3 Ways to Catalyse Healthcare Improvement
1. A Framework Based on Implementation Science
Implementation science focuses on helping healthcare leaders and decision makers understand how change takes place. These four main groups of variables interact to influence the adoption of innovations: the external environment (eg, new payment models), the structure of the organisation (eg, integrated delivery systems), the characteristics of the innovation (eg, the strength of the evidence supporting it), and the processes used (eg, bottom-up vs. top-down decision making).
The framework can also be used to help understand how organisations eliminate treatments, practices, and policies that do not benefit patients — referred to as “exnovation.”
2. Types of Innovations in Healthcare
The authors say decision makers and stakeholders are likely to be involved in three different types of innovations:
Biomedical innovations. These are targeted at specific biological or pathophysiological abnormalities or problems. Examples include new drugs, new technologies, and new surgical treatments (eg, new approaches for joint replacement operations). Physicians are the key implementers, and implementation decisions are highly influenced by the magnitude of benefit to patients and the quality of the evidence.
Changes in care delivery. These innovations focus on groups of patients defined not by their pathophysiology but by factors such as the site of care (primary care practice) or the complexity of their clinical situation (complex chronic illness). Examples include adoption of teambased primary care, case management for patients with complex treatment needs, and quality-improvement initiatives. Implementation decisions are made by practice managers (whether clinicians or administrators) and organisational leaders.
Patient-engagement innovations. The aim is to engage patients and their caregivers in effective self-care, behaviour change, and chronic disease management; also to better align treatment choices with patients’ well informed preferences and values through shared decision making. These changes in practice involve a fundamental change in the historical framework of the physician as expert and the patient as passive recipient. As such, the authors note, "a comprehensive framework such as that offered by implementation science is needed to identify the ways in which such patient-engagement strategies can be adopted and spread throughout the healthcare system."
3. Data and Data Linkage to Accelerate Learning
The authors say the implementation science framework depends on the effective quilting together of data elements from multiple sources (ie, linking claims with electronic health record and survey data) over time and across vendor and homegrown systems. Data linkage efforts, however, involve several data challenges including lack of interoperability across electronic health record systems, and the varying and inconsistent approaches to capturing patient- and care-related data. Fortunately, strategies for overcoming some of these challenges have been devised including standardised approaches to handling missing data, text-based vs. coded data entries, and out-of-range entries.

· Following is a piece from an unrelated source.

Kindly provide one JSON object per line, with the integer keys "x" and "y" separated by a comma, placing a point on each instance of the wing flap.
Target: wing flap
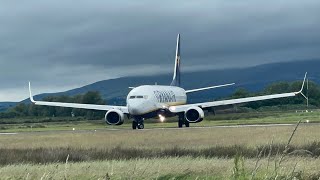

"Insights from successful data development and linkage initiatives can provide guidance on how best to accelerate the development of information systems capable of capturing the information highlighted in the framework to support rapid-cycle learning and improvement," the authors write. "For example, pooling multicentre data provides sufficient power to rapidly establish evidence-based appropriateness criteria to support targeted shared decision making for patients being considered for total knee arthroplasty."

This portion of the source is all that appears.